La bande dessinée érotique demeure en France un marché relativement réduit. Néanmoins, une nouvelle génération d’auteurs et d’autrices, ainsi que plusieurs initiatives éditoriales lui rendent ses lettres de noblesse. Décryptage à l’approche de la Saint-Valentin.
Au début des années 2010, le marché de la bande dessinée érotique semblait à la peine. Le genre, populaire dans les années 1980 et porté par des auteurs stars (souvent italiens) comme Manara et des publications spécialisées, s’était alors raréfié en librairie. Néanmoins, comme le pointait un mémoire de recherche en 2013 conservé à la Cité de la bande dessinée et de l’image, de nombreux éditeurs ont tenté, il y a une dizaine d’années, de relancer la machine. Début 2025, où en sommes-nous ?
Une présence qui s’est normalisée en rayon
Premier constat, partagé par l’équipe du podcast Les Franco-Belges qui vient d’enregistrer un épisode à ce sujet : la bande dessinée pour adultes (consentants) a largement perdu de son côté sulfureux ou tabou. Là où, il y a encore quelques années, on pouvait avoir du mal à assumer sa collection d’œuvres érotiques, le genre s’est désormais banalisé. Au point que des expositions soient régulièrement organisées sur la question.
En cause ? Le succès depuis une quinzaine d’années d’auteurs et d’autrices qui ont profondément renouvelé le genre, voire remporté de gros succès critiques et commerciaux. La série des Péchés mignons d’Arthur de Pins, les albums Happy Sex de Zep, les récits autobiographiques d’Aurélia Aurita ou les nombreux récits illustrés de Kaita Even ont contribué à rendre le genre « fréquentable » et moderne.
De plus, la variété de l’offre est au rendez-vous, comme en témoigne la grande richesse d’une collection comme « BD Cul » publiée depuis quelques années aux éditions des Requins marteaux et du Monte-en-l’air.

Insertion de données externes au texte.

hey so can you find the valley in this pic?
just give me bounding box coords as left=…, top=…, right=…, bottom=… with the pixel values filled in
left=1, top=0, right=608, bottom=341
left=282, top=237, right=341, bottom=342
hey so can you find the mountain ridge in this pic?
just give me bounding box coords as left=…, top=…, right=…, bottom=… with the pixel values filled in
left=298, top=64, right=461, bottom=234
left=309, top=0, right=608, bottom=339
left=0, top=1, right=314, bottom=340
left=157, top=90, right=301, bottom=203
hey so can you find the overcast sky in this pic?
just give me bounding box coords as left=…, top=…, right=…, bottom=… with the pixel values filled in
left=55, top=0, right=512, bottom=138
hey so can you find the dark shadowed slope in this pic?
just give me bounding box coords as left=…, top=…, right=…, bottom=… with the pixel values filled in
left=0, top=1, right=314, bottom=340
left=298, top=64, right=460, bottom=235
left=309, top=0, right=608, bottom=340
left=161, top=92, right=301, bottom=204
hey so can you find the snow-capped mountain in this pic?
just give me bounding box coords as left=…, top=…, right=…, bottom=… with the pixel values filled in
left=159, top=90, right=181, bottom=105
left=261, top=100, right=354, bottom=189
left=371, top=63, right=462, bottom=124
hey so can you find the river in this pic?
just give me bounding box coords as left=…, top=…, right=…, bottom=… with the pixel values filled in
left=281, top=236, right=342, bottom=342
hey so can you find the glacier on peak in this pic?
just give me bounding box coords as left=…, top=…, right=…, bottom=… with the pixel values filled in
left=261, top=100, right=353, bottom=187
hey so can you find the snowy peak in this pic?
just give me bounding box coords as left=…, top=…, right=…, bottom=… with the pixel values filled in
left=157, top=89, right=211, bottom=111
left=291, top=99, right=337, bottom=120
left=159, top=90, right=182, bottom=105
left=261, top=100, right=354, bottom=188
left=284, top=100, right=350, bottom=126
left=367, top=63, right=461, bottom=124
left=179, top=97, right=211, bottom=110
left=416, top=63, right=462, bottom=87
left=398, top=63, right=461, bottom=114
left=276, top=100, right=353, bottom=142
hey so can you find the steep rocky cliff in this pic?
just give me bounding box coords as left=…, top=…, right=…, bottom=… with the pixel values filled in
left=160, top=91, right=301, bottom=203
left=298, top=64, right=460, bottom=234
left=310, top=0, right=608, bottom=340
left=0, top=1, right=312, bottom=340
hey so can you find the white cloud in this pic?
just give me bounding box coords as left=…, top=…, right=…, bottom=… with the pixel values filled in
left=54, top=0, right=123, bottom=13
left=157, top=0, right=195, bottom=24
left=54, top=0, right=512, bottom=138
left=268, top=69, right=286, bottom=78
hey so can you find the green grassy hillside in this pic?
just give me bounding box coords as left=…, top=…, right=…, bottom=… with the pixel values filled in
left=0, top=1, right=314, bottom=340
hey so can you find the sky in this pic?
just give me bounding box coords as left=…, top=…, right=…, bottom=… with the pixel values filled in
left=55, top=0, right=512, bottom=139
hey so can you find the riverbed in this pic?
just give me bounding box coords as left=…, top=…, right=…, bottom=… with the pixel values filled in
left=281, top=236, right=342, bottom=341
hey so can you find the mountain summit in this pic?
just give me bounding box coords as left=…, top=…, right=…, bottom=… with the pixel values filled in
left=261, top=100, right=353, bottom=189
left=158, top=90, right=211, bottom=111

Mais, dès 2018, un long dossier du site Actua BD pointait que ce bouillonnement éditorial en cours peinait à faire émerger un vrai marché stable des auteurs phares dans le genre. Depuis, les choses ont un peu bougé.
Beaucoup de nouveautés et quelques succès en librairie…
Rien que depuis la fin 2024, une quinzaine d’albums appartenant à ce registre sont sortis chez de grands éditeurs, avec des tons et des styles graphiques particulièrement variés. Les hyperactives éditions Tabou ont ainsi sorti un nouveau tome de la série Hors des sentiers battus, centrée sur une vision joyeuse et curieuse de la sexualité ou, plus récemment, le recueil de Manolo Carot (le maître espagnol du genre), Histoires extraordinaires. C’est le même Carot que l’on retrouve dans In vino veritas, un thriller érotique scénarisé par Irene G. qui vient de paraître dans la bien nommée collection « Canicule » des éditions Dynamite. Lesquelles poursuivent également un grand travail de réédition des classiques italiens de la bande dessinée pornographique.
Si beaucoup de ces sorties récentes se concentrent d’ailleurs sur des ressorties prestigieuses des classiques de la BD adulte, des artistes plus contemporains obtiennent de véritables succès critiques et commerciaux, notamment pour leur approche plus moderne des relations sexuelles et des mécaniques de séduction. Certains albums suscitent même des attentes importantes : le prochain volume de la collection « BD Cul », Big bang cunni, invite la talentueuse Chloé Wary, étoile montante de la bande dessinée féministe, pour un album queer, drôle et résolument révolutionnaire dans l’âme.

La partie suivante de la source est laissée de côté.